The freeze-dried version of Imvamune, which is advantageous for biodefense stockpiling, should be ready for delivery in 2016.
>600,000 Liberian children will be vaccinated against polio and measles in the near future. The joint plan of World Health Organization, U.S. Centers for Disease Control and Prevention, UN Children's Fund, and the Ministry of Health and Social Welfare in Liberia aims to reinstate health care after a setback caused by recent Ebola epidemic.
Almost 700,000 children aged up to 59 months will receive the polio vaccine, and 600,000 children 6–59 months old will be vaccinated against measles. The campaign was originally scheduled for 2014, but routine vaccination was not administered during the Ebola epidemic due to limited resources.
A vaccine against angiotensin II decreased blood pressure in a preclinical study published in the journal Hypertension.1 The DNA vaccine was administered to hypertensive rats through a needleless injection three times every two weeks. Over the study period of 6 months, the rats showed decreased blood pressure and lower damage to the heart and blood vessel tissue. No damage to liver or kidneys was reported.
Angiotensin II is a hormone responsible for blood vessel constriction, which leads to elevated blood pressure and increased heart activity.
“The potential of a vaccine for hypertension offers an innovative treatment that could be very effective for the control of non-compliance which is one of the major problems in the management of hypertensive patients,” co-senior author Hironori Nakagami of Osaka University said in a press release. “Further research on this DNA vaccine platform, including increasing the longevity of blood pressure reduction, may eventually provide a new therapeutic option to treat hypertensive patients.”
1. Koriyama H, Nakagami H, Nakagami F, Osako MK, Kyutoku M, Shimamura M, Kurinami H, Katsuya T, Rakugi H, Morishita R. Long-Term Reduction of High Blood Pressure by Angiotensin II DNA Vaccine in Spontaneously Hypertensive Rats.
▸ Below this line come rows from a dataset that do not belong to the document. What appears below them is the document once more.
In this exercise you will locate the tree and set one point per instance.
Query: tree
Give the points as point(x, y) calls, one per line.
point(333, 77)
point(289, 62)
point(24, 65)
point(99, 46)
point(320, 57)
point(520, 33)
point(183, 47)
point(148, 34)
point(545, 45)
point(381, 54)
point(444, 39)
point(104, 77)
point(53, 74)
Hypertension 2015; doi: 10.1161/HYPERTENSIONAHA.114.04534
ProBioGen's Ebola vaccine candidate entered clinical trials. It is a modified vaccinia Ankara (MVA) Ebola Zaire vaccine expressed in the proprietary Muscovy duck AGE1.CR.pIX cell line. The Phase 1 trial is underway at Jenner Institute of Oxford University in the U.K.
The manufacturing platform independent of embryonated chicken eggs allows large-scale production and flexibility. “Production of the first-ever batch of MVA for a clinical trial using a cell line is a milestone in the development of this important vaccine technology,” Adrian Hill of Jenner Institute said in a statement. “This new process, which will allow very large scale production, will be of value not only for Ebola prevention, but also for a wide range of other disease indications including malaria and tuberculosis vaccination.”